彼が勢い良く剣を振り下ろすと、剣先から黒い塊が弾き出され、座席を薙ぎ倒しながら迫って来た。
が、分かり切っていた攻撃に当たる程間抜けでは無い。
軽く横に逸れると、真隣の座席に直撃し、接触したものを次々と灰へと変えながら、劇場の壁を突き破った。
ポチと彼の開けた穴によって二箇所の出口が生まれ、殆どの観客が劇場からの脱出に成功する。

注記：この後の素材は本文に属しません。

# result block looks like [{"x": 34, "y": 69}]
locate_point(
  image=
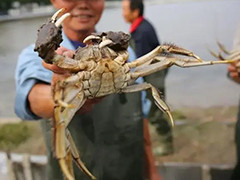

「ああ、やっぱり間抜けだな……だから教義を履き違えるんだよ」
続けて彼を煽る。
神々の調停者である姉が、誰かの争いを幇助する事など決して無い。
彼のように、進んで誰かを粛清するなど以ての外だ。
そして何より、想い出の中に居る姉を汚されたようで、不愉快極まりなかった。
「貴様ぁっ……」
怒りに任せて走り寄って来たベルナールに、座席の破片を投げ付ける。
彼がそれを切り飛ばしたと同時に、剣を振り交わした。
鍔迫り合いの形になるも、やはり力負けは避けられなかった。
しかし、それすらも不愉快だった。
鍛え上げた肉体に無理を言わせ、無理矢理競り合って、彼に顔を近づけた。
「ほら頑張れよ。姉ちゃんからミートパイの焼き方くらいは教えてもらえるだろうよ」
「黙っ__!!」
口を開いた彼の顔面に頭突きを食らわせ、舌先を噛み切らせた。
鍔迫り合いが解け、互いに距離が開く。
「知りもしねぇで人の姉を騙ってんじゃねぇ!!」
思い切り息を吸い、心の奥底で煮えた怒りを吐き出した。
◆
数分前、エレネアは思案していた。
護衛と祖父が突然眠り、動かなくなってしまった。
「……どうしようかしら」
外向けの口調を崩し、顎先に指を当てて思案する。
恐らくこれは魔法で、何らかの悪意を持って行われた事は間違いなかった。
貴賓席からは、劇場内を一望できる。
下を見下ろすと、観客達も同様に眠りに落ちていた。
そして、ステージから複数の憲兵とネクロドールが見えた瞬間、貴賓席から顔を引っ込め、背後にある窓へと歩き始めた。
「うん、逃げましょう。ごめんなさいお祖父様……」
カーテンを開き、窓を開ける。
あの家から連れ出してくれた祖父を見殺しにするのは心が痛んだ。
しかしそれと同時に、これからすべき事を考えれば、この状況は好都合でもあった。
「冒険者様、いらっしゃいますか?」
外に向けて尋ねる。
「飛び降りろ」
すると、屋根の上から男の声が聞こえた。
「感謝します」
ドレスの端を摘みながら窓に片足を掛け、そのまま外へと踏み出した。
それと同時に貴賓室のドアが開いた。
しかし、憲兵に見られるよりも先に窓から飛び降りた。
降りた先には地面ではなく、赤い転移門が現れていた。